LA PRINCESSE, AGLANTE, MORON.

LA PRINCESSE.

Ah! qu'en cette aventure le ciel me traite avec une rigueur étrange! Au moins, princesse, souvenez-vous de la prière que je vous ai faite.

AGLANTE.

Je vous l'ai dit déja, madame, il faut vous obéir.

SCÈNE VI.

LA PRINCESSE, MORON.

MORON..

Mais, madame, s'il vous aimoit, vous n'en voudriez point; et cependant vous ne voulez pas qu'il soit à une autre.

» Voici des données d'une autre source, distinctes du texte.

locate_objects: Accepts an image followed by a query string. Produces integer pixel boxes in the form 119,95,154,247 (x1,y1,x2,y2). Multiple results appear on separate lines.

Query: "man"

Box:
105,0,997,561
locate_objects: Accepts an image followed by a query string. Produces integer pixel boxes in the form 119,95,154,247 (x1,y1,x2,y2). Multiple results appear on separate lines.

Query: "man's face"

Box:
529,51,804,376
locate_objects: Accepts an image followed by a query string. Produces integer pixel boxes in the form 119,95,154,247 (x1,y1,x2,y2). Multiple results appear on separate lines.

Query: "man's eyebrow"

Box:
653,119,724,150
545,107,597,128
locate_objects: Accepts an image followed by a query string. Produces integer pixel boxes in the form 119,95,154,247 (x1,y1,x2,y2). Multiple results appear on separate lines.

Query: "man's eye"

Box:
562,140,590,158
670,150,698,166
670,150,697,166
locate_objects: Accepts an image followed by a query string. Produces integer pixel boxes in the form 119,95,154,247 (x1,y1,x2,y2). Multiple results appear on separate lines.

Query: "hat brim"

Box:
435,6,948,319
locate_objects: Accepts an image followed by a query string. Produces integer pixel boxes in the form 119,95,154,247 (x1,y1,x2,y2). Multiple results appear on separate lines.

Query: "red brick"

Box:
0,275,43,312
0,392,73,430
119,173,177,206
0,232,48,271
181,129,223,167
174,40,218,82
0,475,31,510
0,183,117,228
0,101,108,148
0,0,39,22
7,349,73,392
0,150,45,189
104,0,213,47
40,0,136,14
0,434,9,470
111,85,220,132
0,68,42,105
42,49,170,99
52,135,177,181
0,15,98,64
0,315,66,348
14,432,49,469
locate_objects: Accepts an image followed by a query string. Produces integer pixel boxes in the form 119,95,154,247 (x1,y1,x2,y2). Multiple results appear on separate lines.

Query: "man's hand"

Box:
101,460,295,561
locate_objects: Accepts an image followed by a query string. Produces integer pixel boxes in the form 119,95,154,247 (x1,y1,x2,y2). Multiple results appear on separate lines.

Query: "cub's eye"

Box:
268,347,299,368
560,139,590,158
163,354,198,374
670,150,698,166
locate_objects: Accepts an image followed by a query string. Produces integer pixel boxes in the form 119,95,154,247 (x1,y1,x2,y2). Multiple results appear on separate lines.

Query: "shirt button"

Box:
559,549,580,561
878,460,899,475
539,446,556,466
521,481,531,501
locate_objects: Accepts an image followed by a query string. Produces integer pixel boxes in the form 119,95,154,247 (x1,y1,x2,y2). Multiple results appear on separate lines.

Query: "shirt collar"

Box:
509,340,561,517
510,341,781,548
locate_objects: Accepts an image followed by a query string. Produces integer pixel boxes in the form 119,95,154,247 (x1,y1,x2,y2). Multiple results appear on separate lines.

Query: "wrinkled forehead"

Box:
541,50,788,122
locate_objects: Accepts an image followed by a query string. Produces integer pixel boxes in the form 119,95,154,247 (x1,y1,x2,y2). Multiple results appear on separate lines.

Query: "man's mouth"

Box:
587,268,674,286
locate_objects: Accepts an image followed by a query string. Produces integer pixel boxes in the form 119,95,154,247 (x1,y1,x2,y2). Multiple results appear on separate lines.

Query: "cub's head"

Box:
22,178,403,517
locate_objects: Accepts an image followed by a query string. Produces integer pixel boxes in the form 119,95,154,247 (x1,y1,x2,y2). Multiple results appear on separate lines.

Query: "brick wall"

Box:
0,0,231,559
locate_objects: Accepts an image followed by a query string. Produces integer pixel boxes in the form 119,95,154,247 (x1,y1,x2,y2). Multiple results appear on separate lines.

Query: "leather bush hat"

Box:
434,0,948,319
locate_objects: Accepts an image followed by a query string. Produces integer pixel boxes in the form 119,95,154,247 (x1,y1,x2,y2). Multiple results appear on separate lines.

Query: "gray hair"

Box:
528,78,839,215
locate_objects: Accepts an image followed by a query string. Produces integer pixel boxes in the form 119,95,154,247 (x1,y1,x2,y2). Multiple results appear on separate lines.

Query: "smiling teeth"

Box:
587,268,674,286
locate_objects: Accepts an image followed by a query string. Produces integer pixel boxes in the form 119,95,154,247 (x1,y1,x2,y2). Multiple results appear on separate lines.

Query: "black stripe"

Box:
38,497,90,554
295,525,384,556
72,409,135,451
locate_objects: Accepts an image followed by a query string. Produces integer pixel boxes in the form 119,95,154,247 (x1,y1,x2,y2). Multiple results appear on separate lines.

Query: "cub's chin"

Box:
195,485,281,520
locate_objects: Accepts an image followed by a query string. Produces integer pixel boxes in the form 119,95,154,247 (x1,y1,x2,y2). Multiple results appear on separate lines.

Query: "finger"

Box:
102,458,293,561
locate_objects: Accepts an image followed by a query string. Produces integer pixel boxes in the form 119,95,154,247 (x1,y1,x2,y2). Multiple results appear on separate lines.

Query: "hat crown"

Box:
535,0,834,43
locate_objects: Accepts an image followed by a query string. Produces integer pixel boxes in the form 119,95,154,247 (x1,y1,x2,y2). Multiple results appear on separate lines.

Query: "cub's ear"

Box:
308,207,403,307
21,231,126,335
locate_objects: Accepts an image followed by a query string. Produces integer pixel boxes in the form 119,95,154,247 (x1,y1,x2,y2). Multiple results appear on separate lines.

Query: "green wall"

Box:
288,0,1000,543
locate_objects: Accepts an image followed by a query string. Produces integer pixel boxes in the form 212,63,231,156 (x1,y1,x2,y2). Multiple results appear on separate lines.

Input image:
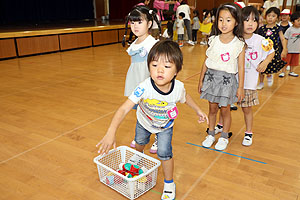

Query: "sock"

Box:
221,131,228,139
207,130,215,137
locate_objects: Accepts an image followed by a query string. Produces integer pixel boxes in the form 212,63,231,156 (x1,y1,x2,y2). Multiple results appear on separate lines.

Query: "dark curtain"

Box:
109,0,139,20
0,0,94,24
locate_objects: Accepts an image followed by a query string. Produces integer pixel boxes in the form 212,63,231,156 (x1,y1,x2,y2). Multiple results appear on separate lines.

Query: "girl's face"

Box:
218,10,237,34
149,56,177,92
293,18,300,28
244,13,258,35
266,12,278,25
130,17,152,37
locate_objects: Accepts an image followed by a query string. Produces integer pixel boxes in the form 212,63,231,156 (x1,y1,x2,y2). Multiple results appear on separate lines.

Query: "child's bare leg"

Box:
208,102,219,131
161,158,174,181
242,106,253,133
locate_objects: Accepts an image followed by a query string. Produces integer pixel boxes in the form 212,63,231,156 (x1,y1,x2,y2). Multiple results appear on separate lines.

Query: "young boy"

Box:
176,12,185,47
282,12,300,77
96,40,208,199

C'est faire justement comme le chien du jardinier.

LA PRINCESSE.

Non, je ne puis souffrir qu'il soit heureux avec une autre; et, si la chose étoit, je crois que j'en mourrois de déplaisir.

MORON.

Ma foi, madame, avouons la dette: vous voudriez qu'il fût à vous; et dans toutes vos actions il est aisé de voir que vous aimez un peu ce jeune prince.

LA PRINCESSE.

Moi, je l'aime! O ciel! je l'aime! Avez-vous l'insolence

de prononcer ces paroles? Sortez de ma vue, impudent, et ne vous présentez jamais devant moi.

Madame...

MORON.

LA PRINCESSE.

Retirez-vous d'ici, vous dis-je, ou je vous en ferai retirer d'une autre manière.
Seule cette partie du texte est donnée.